Click2Mask: Local Editing with Dynamic Mask Generation
Omer Regev, Omri Avrahami, Dani Lischinski
2024-09-16

Summary
This paper introduces Click2Mask, a new method that allows users to easily edit specific parts of images by simply clicking on them, making the editing process much simpler and more efficient.
What's the problem?
Traditional image editing methods often require users to create precise masks or give detailed descriptions of the areas they want to edit. This can be complicated and lead to mistakes, especially for people who are not experts in image editing.
What's the solution?
Click2Mask simplifies this process by allowing users to click on just one point in the image to start the editing. The system then automatically creates a mask around that point using a technique called Blended Latent Diffusion.

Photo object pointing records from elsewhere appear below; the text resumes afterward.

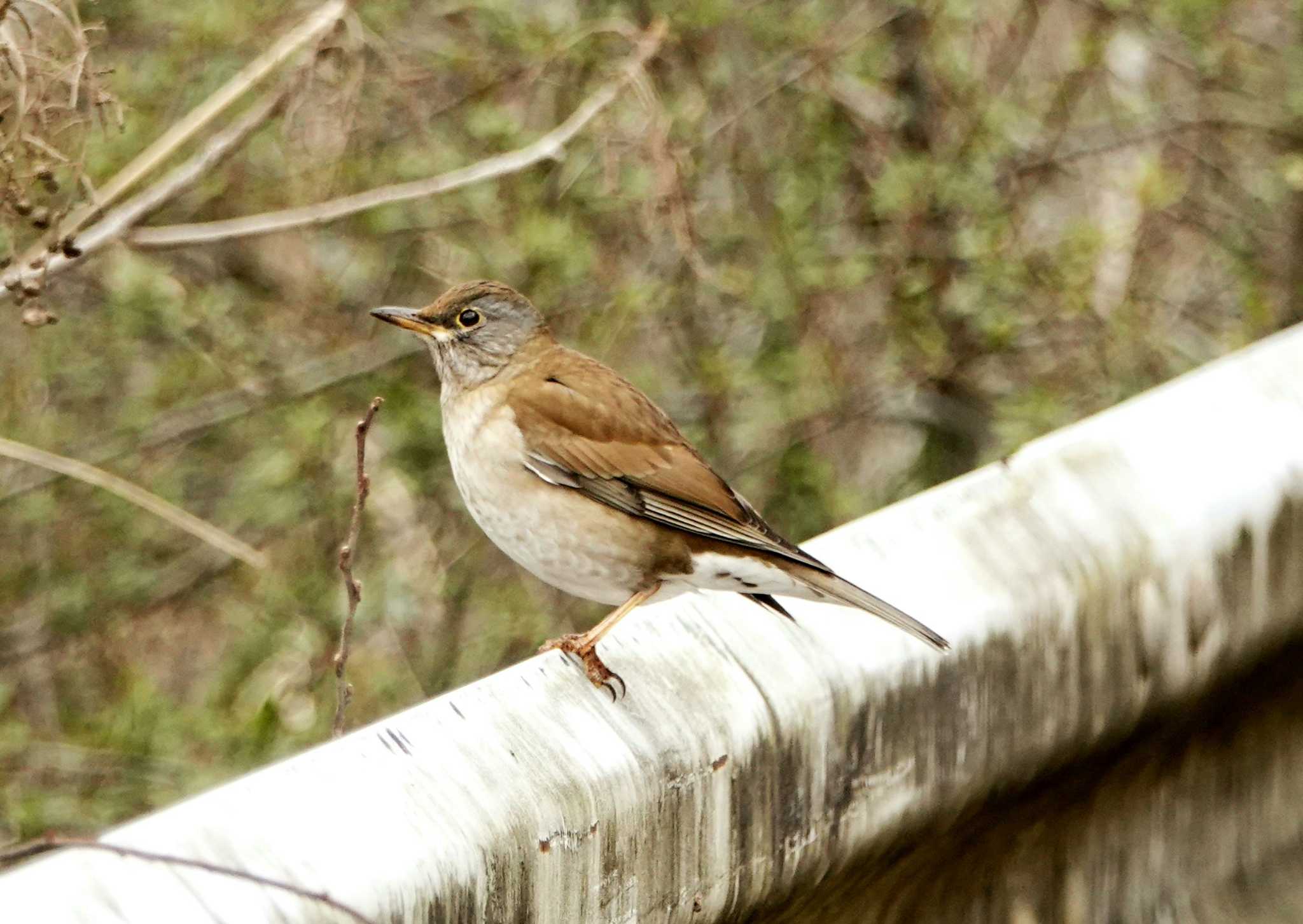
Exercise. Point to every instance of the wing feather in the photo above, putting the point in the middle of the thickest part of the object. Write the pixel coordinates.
(589, 429)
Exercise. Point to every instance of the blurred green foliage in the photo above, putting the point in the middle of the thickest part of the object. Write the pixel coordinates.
(854, 251)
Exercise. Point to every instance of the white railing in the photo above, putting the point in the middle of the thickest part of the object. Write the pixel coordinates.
(1094, 579)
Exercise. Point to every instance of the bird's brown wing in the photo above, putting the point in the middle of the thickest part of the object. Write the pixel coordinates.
(589, 429)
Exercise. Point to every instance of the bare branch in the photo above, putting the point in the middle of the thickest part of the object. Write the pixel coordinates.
(200, 118)
(549, 146)
(137, 495)
(352, 588)
(57, 842)
(251, 397)
(118, 222)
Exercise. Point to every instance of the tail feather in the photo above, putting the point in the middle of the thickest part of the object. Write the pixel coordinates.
(844, 592)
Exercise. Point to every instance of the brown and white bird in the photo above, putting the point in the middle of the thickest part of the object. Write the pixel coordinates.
(585, 483)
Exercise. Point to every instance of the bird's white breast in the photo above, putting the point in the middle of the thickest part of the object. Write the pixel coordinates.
(564, 539)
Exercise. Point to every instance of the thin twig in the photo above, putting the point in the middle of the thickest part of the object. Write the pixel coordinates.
(57, 842)
(137, 495)
(354, 588)
(253, 395)
(118, 222)
(548, 148)
(200, 118)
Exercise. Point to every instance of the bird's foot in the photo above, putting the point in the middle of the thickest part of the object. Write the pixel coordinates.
(599, 674)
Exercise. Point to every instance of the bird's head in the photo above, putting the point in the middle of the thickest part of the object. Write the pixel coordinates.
(473, 330)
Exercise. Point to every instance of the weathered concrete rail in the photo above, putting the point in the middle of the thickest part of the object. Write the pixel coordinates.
(1101, 587)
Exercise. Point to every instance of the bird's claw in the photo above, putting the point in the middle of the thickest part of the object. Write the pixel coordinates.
(599, 674)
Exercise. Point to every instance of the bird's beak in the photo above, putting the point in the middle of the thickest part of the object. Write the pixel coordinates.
(410, 320)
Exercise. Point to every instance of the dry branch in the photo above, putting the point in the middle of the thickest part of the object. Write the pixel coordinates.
(547, 148)
(57, 842)
(118, 222)
(137, 495)
(37, 262)
(200, 118)
(251, 397)
(352, 587)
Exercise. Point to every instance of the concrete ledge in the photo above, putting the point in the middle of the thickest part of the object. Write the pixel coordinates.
(1094, 584)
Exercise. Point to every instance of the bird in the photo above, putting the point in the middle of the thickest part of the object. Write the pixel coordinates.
(579, 478)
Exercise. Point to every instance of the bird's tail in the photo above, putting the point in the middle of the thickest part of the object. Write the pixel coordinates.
(844, 592)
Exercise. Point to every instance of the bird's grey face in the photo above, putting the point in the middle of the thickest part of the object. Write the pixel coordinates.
(472, 331)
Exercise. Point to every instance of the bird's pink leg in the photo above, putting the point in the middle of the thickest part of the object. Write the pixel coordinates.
(584, 644)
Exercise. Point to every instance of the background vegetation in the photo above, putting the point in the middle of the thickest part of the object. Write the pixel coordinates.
(853, 248)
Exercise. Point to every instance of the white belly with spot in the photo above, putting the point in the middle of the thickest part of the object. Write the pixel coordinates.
(534, 523)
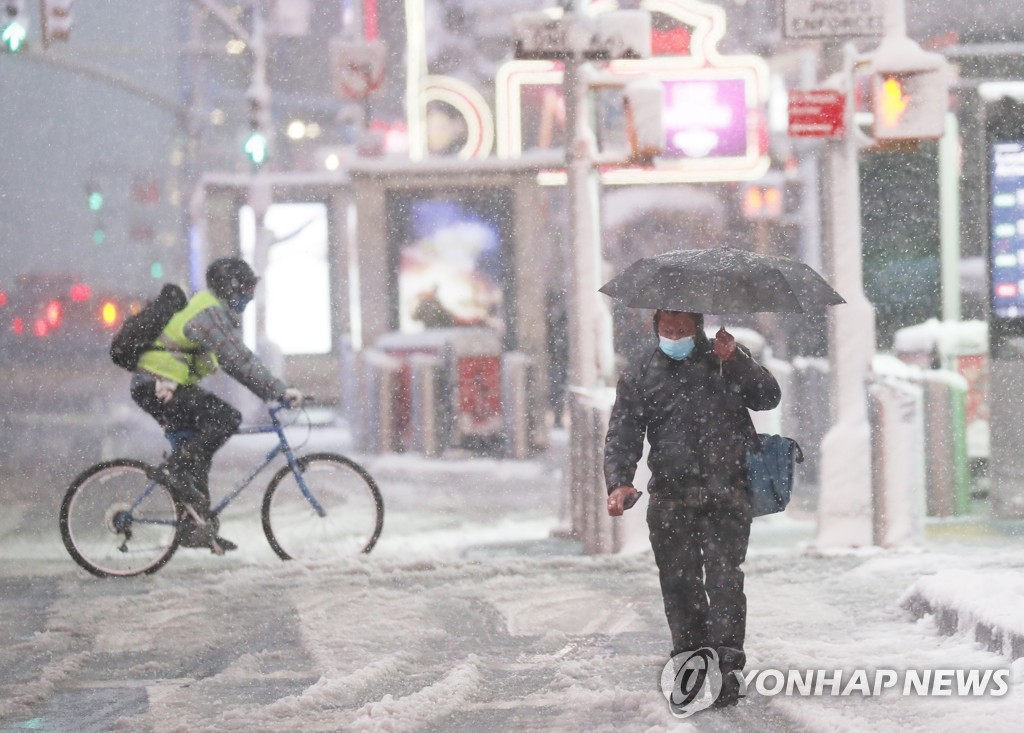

This means that users can add or change content in the image without needing to worry about making exact selections or using complicated tools.
Why it matters?
This research is important because it makes image editing more accessible for everyone, even those without technical skills. By reducing the effort needed to edit images while still achieving high-quality results, Click2Mask can be useful for artists, designers, and anyone who wants to enhance their photos easily.
Abstract
Recent advancements in generative models have revolutionized image generation and editing, making these tasks accessible to non-experts. This paper focuses on local image editing, particularly the task of adding new content to a loosely specified area. Existing methods often require a precise mask or a detailed description of the location, which can be cumbersome and prone to errors. We propose Click2Mask, a novel approach that simplifies the local editing process by requiring only a single point of reference (in addition to the content description). A mask is dynamically grown around this point during a Blended Latent Diffusion (BLD) process, guided by a masked CLIP-based semantic loss. Click2Mask surpasses the limitations of segmentation-based and fine-tuning dependent methods, offering a more user-friendly and contextually accurate solution. Our experiments demonstrate that Click2Mask not only minimizes user effort but also delivers competitive or superior local image manipulation results compared to SoTA methods, according to both human judgement and automatic metrics. Key contributions include the simplification of user input, the ability to freely add objects unconstrained by existing segments, and the integration potential of our dynamic mask approach within other editing methods.